Based on these findings, we have the tools needed to refine our Python script, aiming to eliminate the parity bits and rearrange the 512-byte segments, in order to obtain a refined and coherent image.
#!/usr/bin/env python
f = open("F59L1G81MA@BGA63_1111.BIN", "rb")
o = open("FIXEDDATA.bin", "wb")
pagesToRead = 65536
for i in range(pagesToRead):
page = f.read(2112)
data = bytearray(page[10:10+512] + page[535:535+512] + page[1060:1060+512] + page[1585:1585+512])

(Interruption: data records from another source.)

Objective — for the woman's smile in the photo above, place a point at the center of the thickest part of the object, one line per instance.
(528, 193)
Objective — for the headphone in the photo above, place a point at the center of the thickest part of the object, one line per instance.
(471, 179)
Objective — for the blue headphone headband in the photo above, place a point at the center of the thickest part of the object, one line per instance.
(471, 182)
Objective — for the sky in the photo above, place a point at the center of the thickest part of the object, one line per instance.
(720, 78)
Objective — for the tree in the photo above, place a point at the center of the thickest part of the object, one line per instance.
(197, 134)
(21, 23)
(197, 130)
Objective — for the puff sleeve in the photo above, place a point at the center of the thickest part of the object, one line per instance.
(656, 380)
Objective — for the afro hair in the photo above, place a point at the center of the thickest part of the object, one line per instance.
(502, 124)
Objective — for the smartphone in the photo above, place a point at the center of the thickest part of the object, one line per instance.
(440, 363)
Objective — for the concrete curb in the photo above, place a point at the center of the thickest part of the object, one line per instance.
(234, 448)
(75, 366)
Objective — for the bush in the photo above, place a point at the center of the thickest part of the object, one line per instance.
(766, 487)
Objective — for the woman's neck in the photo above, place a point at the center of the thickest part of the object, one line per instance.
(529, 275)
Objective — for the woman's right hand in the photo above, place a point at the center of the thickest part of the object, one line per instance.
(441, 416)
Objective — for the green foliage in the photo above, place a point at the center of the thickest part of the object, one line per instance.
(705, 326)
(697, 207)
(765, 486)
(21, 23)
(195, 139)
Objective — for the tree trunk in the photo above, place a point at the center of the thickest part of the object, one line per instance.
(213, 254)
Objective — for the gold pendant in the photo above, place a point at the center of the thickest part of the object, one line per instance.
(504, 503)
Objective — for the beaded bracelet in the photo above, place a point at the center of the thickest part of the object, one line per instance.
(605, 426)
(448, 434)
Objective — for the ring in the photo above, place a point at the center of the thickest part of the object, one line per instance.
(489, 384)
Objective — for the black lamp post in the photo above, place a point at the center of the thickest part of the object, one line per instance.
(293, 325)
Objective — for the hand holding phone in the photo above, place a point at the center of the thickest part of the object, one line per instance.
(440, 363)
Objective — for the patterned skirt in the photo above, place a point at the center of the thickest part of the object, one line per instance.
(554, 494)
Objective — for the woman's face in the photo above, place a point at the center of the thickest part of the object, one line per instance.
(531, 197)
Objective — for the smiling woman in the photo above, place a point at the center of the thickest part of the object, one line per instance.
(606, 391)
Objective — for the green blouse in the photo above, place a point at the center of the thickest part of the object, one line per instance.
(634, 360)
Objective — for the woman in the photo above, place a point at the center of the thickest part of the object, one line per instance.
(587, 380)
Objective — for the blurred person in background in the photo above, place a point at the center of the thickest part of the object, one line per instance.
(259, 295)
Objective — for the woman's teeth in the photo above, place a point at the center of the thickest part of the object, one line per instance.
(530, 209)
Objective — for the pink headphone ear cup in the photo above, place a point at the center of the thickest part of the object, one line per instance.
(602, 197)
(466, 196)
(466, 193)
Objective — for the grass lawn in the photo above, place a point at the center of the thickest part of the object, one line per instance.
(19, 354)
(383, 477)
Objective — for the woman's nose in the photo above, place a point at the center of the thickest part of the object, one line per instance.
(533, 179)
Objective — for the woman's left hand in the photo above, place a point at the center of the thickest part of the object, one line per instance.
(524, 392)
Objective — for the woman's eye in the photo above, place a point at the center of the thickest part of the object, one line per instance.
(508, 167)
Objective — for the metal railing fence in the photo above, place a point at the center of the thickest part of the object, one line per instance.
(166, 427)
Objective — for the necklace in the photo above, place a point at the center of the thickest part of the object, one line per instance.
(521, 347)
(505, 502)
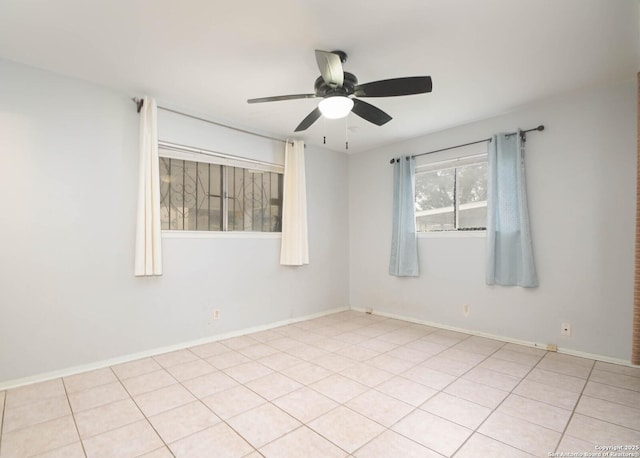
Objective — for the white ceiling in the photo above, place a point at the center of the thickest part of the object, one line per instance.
(207, 57)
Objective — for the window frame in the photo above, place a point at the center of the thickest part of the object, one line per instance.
(476, 156)
(169, 150)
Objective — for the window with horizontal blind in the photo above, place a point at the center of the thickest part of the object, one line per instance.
(202, 192)
(452, 195)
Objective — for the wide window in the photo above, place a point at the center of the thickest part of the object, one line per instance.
(452, 195)
(212, 196)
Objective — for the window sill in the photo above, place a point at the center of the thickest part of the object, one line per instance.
(219, 235)
(452, 234)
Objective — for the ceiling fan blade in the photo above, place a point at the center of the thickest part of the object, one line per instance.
(370, 113)
(310, 119)
(282, 97)
(330, 67)
(393, 87)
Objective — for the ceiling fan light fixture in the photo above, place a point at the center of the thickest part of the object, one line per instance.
(335, 107)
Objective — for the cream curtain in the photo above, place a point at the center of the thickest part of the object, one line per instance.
(294, 250)
(148, 257)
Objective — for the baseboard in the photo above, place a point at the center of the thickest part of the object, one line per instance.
(158, 351)
(543, 346)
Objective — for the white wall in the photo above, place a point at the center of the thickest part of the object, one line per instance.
(581, 182)
(68, 187)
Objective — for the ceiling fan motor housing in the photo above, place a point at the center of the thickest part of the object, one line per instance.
(322, 89)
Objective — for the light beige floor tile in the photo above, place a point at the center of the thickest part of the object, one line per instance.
(535, 412)
(163, 452)
(578, 447)
(167, 398)
(175, 357)
(448, 365)
(505, 367)
(305, 404)
(378, 345)
(507, 353)
(150, 381)
(183, 421)
(547, 394)
(619, 380)
(457, 410)
(525, 349)
(98, 396)
(233, 401)
(429, 377)
(302, 442)
(600, 432)
(426, 347)
(131, 440)
(246, 372)
(520, 434)
(346, 429)
(564, 367)
(433, 432)
(257, 351)
(306, 373)
(557, 380)
(209, 384)
(391, 444)
(273, 386)
(613, 394)
(333, 362)
(409, 354)
(391, 364)
(306, 352)
(367, 374)
(477, 392)
(464, 356)
(107, 417)
(483, 446)
(280, 361)
(626, 416)
(23, 395)
(406, 390)
(209, 349)
(492, 378)
(39, 438)
(263, 424)
(226, 360)
(569, 359)
(74, 450)
(339, 388)
(236, 343)
(35, 412)
(137, 367)
(380, 407)
(618, 368)
(86, 380)
(187, 371)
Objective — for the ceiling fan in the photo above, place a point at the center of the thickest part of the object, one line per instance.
(340, 92)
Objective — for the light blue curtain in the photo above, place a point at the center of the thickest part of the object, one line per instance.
(509, 244)
(404, 242)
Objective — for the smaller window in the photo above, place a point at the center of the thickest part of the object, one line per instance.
(452, 195)
(208, 196)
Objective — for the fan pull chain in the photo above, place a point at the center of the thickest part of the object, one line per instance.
(324, 131)
(346, 133)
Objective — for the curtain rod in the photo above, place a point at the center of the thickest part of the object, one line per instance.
(539, 128)
(139, 103)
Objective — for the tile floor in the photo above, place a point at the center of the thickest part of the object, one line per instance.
(348, 384)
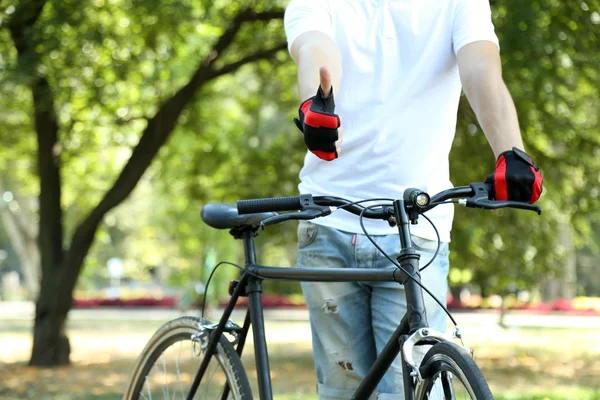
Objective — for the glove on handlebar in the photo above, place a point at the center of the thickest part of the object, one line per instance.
(516, 177)
(319, 124)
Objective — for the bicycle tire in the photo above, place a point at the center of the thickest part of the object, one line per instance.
(448, 357)
(179, 330)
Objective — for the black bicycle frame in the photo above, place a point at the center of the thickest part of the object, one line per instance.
(250, 285)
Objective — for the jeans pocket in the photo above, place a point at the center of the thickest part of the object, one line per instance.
(429, 246)
(307, 232)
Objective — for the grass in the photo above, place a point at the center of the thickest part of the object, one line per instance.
(523, 364)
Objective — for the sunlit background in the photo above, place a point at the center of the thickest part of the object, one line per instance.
(120, 119)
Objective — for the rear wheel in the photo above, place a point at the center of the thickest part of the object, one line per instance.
(168, 364)
(450, 373)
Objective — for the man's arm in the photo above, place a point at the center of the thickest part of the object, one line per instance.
(319, 62)
(516, 177)
(481, 75)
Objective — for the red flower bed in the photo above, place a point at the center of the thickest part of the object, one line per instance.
(165, 302)
(270, 301)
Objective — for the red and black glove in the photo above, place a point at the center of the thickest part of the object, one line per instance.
(516, 177)
(320, 124)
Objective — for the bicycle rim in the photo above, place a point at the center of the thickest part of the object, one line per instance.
(171, 365)
(451, 374)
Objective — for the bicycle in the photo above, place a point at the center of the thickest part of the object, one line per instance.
(445, 365)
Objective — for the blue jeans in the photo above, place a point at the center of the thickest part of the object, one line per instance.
(351, 322)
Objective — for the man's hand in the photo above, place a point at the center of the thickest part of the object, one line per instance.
(516, 177)
(318, 121)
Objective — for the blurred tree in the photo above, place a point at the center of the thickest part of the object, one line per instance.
(138, 63)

data[len(data)-48-1] = page[0]
o.write(data)
f.close()
o.close()
After all the steps of analysis and correction, we successfully extracted the bitmap and validated that all our hypotheses and methods of analysis were correct: Adjusted PAX Logo
Conclusion
It is essential to highlight that our approach was limited to removing the parity bits, without actually applying the error correction algorithm. As mentioned earlier, flash memories, particularly NAND type, can have defective bits, even from the time of manufacturing. Omitting the specific ECC algorithm may result in inconsistencies in the final data.
Fortunately, the content of this specific device was not encrypted, which made it easier for us in the analysis of scattering, taking advantage only of known content. If the content had been encrypted, it would be essential to identify a recurring pattern (such as empty memory pages) where the ECC information would be recorded.